>>10311877>>10311877It depends why you are learning this now and not in 6th or 7th grade. If we knew more about your situation or your IQ we could give you a better answer.
Also keep in mind that your application of math to every day life will be weaker than what you have learned in theory. Also the math that your brain does effortlessly will be even less than that.
For example when I was in college I was talking to my dorm mates (business school so everyone was too dumb to do STEM) about falling out of bunk beds.
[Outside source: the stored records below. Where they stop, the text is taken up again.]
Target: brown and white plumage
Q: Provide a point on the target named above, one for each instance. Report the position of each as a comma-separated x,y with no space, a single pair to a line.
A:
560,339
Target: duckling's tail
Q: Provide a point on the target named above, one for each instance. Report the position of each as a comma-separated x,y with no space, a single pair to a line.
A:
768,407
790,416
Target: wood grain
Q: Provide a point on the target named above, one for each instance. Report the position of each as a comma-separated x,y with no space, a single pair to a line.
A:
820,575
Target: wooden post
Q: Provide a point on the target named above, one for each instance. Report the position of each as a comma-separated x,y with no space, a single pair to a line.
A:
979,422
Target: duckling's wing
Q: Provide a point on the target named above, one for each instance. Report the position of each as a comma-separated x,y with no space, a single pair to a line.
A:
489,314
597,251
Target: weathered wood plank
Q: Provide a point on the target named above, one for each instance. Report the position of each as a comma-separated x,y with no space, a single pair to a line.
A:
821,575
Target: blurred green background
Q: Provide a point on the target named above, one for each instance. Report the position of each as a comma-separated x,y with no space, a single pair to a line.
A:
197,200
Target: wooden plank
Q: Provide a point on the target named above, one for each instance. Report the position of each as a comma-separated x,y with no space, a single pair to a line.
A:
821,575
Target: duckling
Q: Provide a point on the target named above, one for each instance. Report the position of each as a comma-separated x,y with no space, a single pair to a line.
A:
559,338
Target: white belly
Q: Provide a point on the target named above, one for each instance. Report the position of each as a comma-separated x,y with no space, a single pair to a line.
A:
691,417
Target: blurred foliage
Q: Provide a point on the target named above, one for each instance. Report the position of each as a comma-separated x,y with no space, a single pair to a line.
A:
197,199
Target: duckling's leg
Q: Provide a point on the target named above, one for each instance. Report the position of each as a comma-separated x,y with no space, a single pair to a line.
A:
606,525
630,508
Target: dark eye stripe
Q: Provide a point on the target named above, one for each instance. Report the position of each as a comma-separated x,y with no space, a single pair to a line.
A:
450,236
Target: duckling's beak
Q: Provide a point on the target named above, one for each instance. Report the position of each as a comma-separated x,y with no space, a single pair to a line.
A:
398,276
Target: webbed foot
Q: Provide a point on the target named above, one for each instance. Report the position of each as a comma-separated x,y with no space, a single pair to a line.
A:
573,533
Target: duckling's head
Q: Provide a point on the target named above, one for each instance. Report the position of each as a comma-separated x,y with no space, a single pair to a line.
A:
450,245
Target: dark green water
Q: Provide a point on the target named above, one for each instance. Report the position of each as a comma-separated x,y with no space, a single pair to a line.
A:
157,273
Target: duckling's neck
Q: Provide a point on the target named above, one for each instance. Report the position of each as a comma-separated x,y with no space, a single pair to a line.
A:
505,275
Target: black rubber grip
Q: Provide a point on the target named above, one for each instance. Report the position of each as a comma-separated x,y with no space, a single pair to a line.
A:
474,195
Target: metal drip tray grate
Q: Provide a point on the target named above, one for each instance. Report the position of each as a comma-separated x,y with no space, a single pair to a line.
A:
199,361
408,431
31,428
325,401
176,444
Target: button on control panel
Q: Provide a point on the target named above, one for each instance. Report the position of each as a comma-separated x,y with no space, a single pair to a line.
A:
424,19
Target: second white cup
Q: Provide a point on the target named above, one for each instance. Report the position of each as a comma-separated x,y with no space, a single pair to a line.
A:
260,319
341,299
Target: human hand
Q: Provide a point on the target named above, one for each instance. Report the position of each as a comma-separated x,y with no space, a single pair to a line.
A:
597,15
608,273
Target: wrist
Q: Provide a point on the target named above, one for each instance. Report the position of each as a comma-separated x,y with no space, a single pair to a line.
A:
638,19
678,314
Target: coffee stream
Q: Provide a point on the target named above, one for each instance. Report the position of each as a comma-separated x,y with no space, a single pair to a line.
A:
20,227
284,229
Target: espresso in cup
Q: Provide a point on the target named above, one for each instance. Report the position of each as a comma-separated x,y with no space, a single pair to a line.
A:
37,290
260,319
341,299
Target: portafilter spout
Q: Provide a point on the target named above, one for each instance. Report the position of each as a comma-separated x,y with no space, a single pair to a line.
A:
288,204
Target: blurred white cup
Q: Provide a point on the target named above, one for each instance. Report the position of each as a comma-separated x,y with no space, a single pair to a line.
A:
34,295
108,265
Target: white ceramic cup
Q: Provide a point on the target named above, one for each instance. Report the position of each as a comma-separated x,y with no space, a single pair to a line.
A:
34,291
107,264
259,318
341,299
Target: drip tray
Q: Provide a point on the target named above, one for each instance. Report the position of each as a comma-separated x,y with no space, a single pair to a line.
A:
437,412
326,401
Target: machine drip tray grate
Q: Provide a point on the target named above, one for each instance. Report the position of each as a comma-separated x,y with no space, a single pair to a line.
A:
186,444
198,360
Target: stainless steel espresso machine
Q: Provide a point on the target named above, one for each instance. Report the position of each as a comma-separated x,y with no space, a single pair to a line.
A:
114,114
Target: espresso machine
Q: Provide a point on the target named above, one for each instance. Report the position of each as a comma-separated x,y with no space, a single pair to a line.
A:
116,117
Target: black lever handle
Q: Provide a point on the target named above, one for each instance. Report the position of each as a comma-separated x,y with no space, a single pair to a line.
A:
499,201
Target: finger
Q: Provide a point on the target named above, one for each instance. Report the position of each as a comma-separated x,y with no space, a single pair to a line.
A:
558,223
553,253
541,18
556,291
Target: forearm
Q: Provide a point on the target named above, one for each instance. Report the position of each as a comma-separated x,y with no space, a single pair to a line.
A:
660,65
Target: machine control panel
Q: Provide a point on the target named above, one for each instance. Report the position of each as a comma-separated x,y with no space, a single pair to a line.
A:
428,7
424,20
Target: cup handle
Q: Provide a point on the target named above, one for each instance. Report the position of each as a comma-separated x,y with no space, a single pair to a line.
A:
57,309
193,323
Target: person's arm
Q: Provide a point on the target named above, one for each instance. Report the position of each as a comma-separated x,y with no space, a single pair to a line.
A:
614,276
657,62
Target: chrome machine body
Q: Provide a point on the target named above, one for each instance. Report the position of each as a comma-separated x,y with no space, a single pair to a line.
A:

Someone claimed that falling out of a bed twice as high you would be going more than twice as fast when you hit the ground because as time increases, distance increases by the square of the time. However, I knew in a split second that this was wrong. No one believed me when I said the opposite was true. These were all people that completed pre-calculus so they could do 11th grade math, but they failed middle school math.
Point is by the time you are through 11th grade math, it will still be an extreme struggle to apply 8th grade math to your daily life.
Also the difficulty of math is not linear, it’s closer to being exponential. Let’s say every year it becomes 20% more difficult.
Pre-Algebra is what you’re doing right now
Algebra (and geometry) is 20% harder
Algebra II (and trigonometry) is 20% harder than Algebra
Pre-calculus is 20% harder than Algebra II
Calculus is 20% harder than Pre-Calculus
^This is actually a good algebra problem. How much harder is Calculus than Pre-Algebra?